CAAS
Information Retrieval Systems (IRS) aim at retrieving information that meet a user’s need expressed in a query. Retrieving relevant information to a query implies a two step process: off line, the system indexes documents, generally using a bag of words representation; online, the system computes the similarity between the user’s query and the document representations (indexing terms) to retrieve the most similar documents. Current IRS, e.g. search engines on the web are general search tools implementing the same mechanisms and the same methods of data processing and matching, whatever the context of the search, the user, the type of information needs, or information usage are.
The assumption of the project CAAS is that context could improve the performances of the IRS, explicating certain elements of the information retrieval. The contextual aspect refers to tacit or explicit knowledge concerning the intentions of users, the environment of users and the system itself
The fundamental scientific issues that we can quote are:
- Control of the variety of the contexts: To raise this issue, we will have to define models making it possible to represent the various aspects of the context in IR. Recently, some of these aspects were approached within the framework of IR, but no model makes it possible to integrate all the context aspects. Research begins on the real representation of the context. Many study remains to make so that the community manages to propose a nomenclature of these various aspects. Effort must be continued to model each of these aspects. It is also a question of studying the variety of the treatments and their adequacy with the variety of the contexts.

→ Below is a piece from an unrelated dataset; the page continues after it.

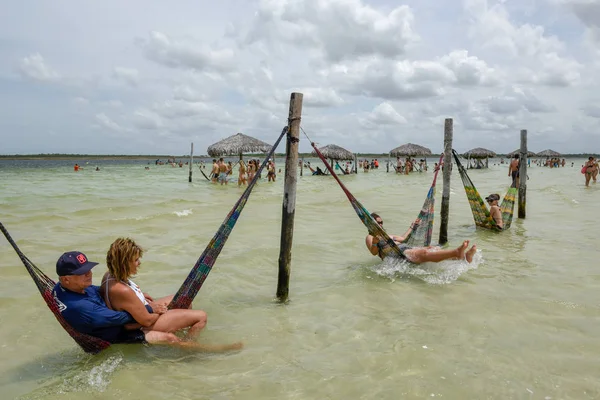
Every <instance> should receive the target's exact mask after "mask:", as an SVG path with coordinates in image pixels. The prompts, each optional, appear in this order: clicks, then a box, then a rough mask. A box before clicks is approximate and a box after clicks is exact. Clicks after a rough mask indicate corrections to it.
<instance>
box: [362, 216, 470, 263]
mask: <svg viewBox="0 0 600 400" xmlns="http://www.w3.org/2000/svg"><path fill="white" fill-rule="evenodd" d="M371 216H372V217H373V219H374V220H375V222H377V223H378V224H379V226H381V228H382V229H383V219H382V218H381V217H380V216H379V214H377V213H372V214H371ZM414 228H415V225H414V224H412V225H411V226H410V228H409V229H408V231H407V232H406V233H405V234H404V236H397V235H389V237H390V238H391V239H392V240H393V241H394V242H395V243H396V245H397V246H398V247H399V248H400V251H402V253H403V254H404V256H405V257H406V259H407V260H408V261H410V262H412V263H414V264H421V263H425V262H440V261H444V260H448V259H455V260H463V259H466V260H467V262H469V263H470V262H471V261H473V256H474V255H475V252H476V251H477V246H475V245H473V246H471V248H470V249H469V250H468V251H467V247H469V241H468V240H465V241H464V242H463V243H462V245H460V246H459V247H457V248H456V249H453V250H445V249H444V250H442V249H437V248H436V247H435V246H428V247H410V246H407V245H405V244H403V243H402V242H403V241H404V240H405V238H406V237H407V236H408V235H409V234H410V232H411V231H412V230H413V229H414ZM365 243H366V245H367V248H368V249H369V251H370V252H371V254H373V255H374V256H379V257H380V258H381V259H382V260H383V258H384V257H385V256H386V255H388V254H391V253H392V249H391V246H390V245H389V244H388V243H387V242H386V241H385V240H383V238H379V237H374V236H372V235H370V234H369V235H367V237H366V239H365Z"/></svg>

- Training of the contexts: Modelling context is not an end in itself. The system must be able to have the intelligence to decide the most adequate technologies compared to a given context, i.e.: to adapt the methods of IR to the context
- Recognize a context: when a context comes across, the system has to detect it among the leant contexts in order to be able to decide which method it should apply.
To tackle these challenges, CAAS will consider the various aspects that may impact the IR process first as independently as possible, then considering the cross-effects. We will focus on the following contextual elements:
- the users’ expectation and users’ queries
- the documents
- the system components
For each of them, we will consider various collections and will qualify them (defining features and extracting these features), then we will analyse them deeply in the aim of extracting models and behaviour. Once each contextual element will be analysed, we will consider the cross effect. For example, one of the results could be that query reformulation using relevance feedback is useful when the query contains proper nouns.
We will consider both benchmark collections from international program and more realistic collections from companies.
The analysis and extraction of models is the core of the project. However, we also aim at developing modules from our findings. These modules will be integrated in IR platforms so that they could be re-used as components of complete IR systems. Because analysis and modelling is the core of the project, the partners are all academics. This do not means that companies are not considered: they will be implied in several ways: first we have contacted one major IR web search engine who will provide us with query logs; we also contacted smaller companies who also will provide us with query logs that we will use during the project. Companies will also be considered in the spreading results activities: we will contact different companies in order to show our finding and either will suggest customizing the developed modules for them or transferring the technologies. For example, one application is to suggest adds to be associated to users’ queries in a web site.
To tackle the challenges, the consortium is composed of two institutes in computer sciences, both specialists in IR, but with complementary skills. LIA (Laboratoire Informatique Avignon) works on Question Answering problems, while IRIT (Institut de Recherche en Informatique de Toulouse) is more specialists in Adhoc retrieval and detecting novelty. IRIT works in close relation with IMT (Institut de Mathématique de Toulouse) and for this project with the Statistique et Probabilité group. Even if IMT does not appear as a partner they will be working in this project. Indeed IRIT and IMT are partners in the Plan Pluri-Formation FREMIT which aims at developing collaborative work. CLLE (Cognition, Langues, Langage, Ergonomie) is partner of this project regarding their linguistic skills and past work in IR (Mothe and Tanguy, 2005) and natural language processing.